YOUR
Search

    11.03.2019

    Business and mediation: the end of the misunderstanding?

    Why don’t businesses use mediation more often to resolve disputes? This is the question that the report by the Club des Juristes and the Centre for Mediation and Arbitration of Paris (CMAP), which will be presented on March 13th, seeks to answer.

    Mediation is an amicable, voluntary and confidential dispute resolution process. The opposing parties entrust an independent and impartial third-party, trained in mediation with the task of reaching a solution built and accepted by the parties.

    In theory, for businesses it constitutes an effective and rapid means of conflict resolution. Resorting to a mediator can notably reduce the slowness of judicial proceedings and develop solutions.

    However, in practice, mediation is still not often used to treat disputes between businesses. Part of this is likely cultural considerations that often make companies prefer confrontation to compromise. But essentially, the low use of mediation arises from a certain misconception of the process.

    In-house counsel and attorneys naturally have an essential role to play in the development of this mode of alternative dispute resolution that opens a range of solutions for their clients.

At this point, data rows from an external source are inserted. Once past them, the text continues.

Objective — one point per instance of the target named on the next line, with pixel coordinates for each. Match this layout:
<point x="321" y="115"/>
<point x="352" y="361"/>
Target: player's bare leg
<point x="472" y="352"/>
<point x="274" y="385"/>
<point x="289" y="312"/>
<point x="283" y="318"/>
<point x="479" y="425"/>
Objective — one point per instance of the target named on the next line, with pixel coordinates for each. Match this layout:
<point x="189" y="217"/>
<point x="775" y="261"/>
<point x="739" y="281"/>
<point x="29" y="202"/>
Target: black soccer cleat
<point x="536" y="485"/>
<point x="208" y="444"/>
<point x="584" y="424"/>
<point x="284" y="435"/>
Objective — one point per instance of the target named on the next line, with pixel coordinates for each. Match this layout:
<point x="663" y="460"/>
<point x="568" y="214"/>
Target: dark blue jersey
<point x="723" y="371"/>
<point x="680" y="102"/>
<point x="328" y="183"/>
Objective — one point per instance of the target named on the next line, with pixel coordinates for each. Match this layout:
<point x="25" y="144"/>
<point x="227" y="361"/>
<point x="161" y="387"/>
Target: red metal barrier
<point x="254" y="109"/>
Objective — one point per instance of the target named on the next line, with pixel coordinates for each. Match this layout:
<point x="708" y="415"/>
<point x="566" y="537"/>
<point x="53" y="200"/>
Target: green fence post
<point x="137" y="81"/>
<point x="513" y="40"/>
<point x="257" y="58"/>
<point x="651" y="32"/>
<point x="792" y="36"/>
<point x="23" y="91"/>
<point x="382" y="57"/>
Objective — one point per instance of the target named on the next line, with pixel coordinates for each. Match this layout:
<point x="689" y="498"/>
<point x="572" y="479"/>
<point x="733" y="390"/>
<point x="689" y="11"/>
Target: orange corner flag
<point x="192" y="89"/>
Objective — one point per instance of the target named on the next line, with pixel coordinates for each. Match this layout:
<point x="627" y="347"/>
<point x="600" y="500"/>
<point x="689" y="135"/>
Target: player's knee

    The report of the Club des Juristes and the CMAP analyses the merits of mediation in detail and opens the way to its increased use by companies.

    Its publication will be accompanied by a debate, led by Pierre Servan-Schreiber, Attorney at the Paris and New York Bars and Mediator accredited by the Paris Court of Appeal, with the participation of Soraya Amrani-Mekki, Professor at the Université Paris Nanterre, Pierre Charreton, Mediator accredited by the CMAP, Guillaume Forbin, Attorney at the Paris Bar, Partner of Altana and Mediator and Sophie Henry, Chief Delegate of the CMAP.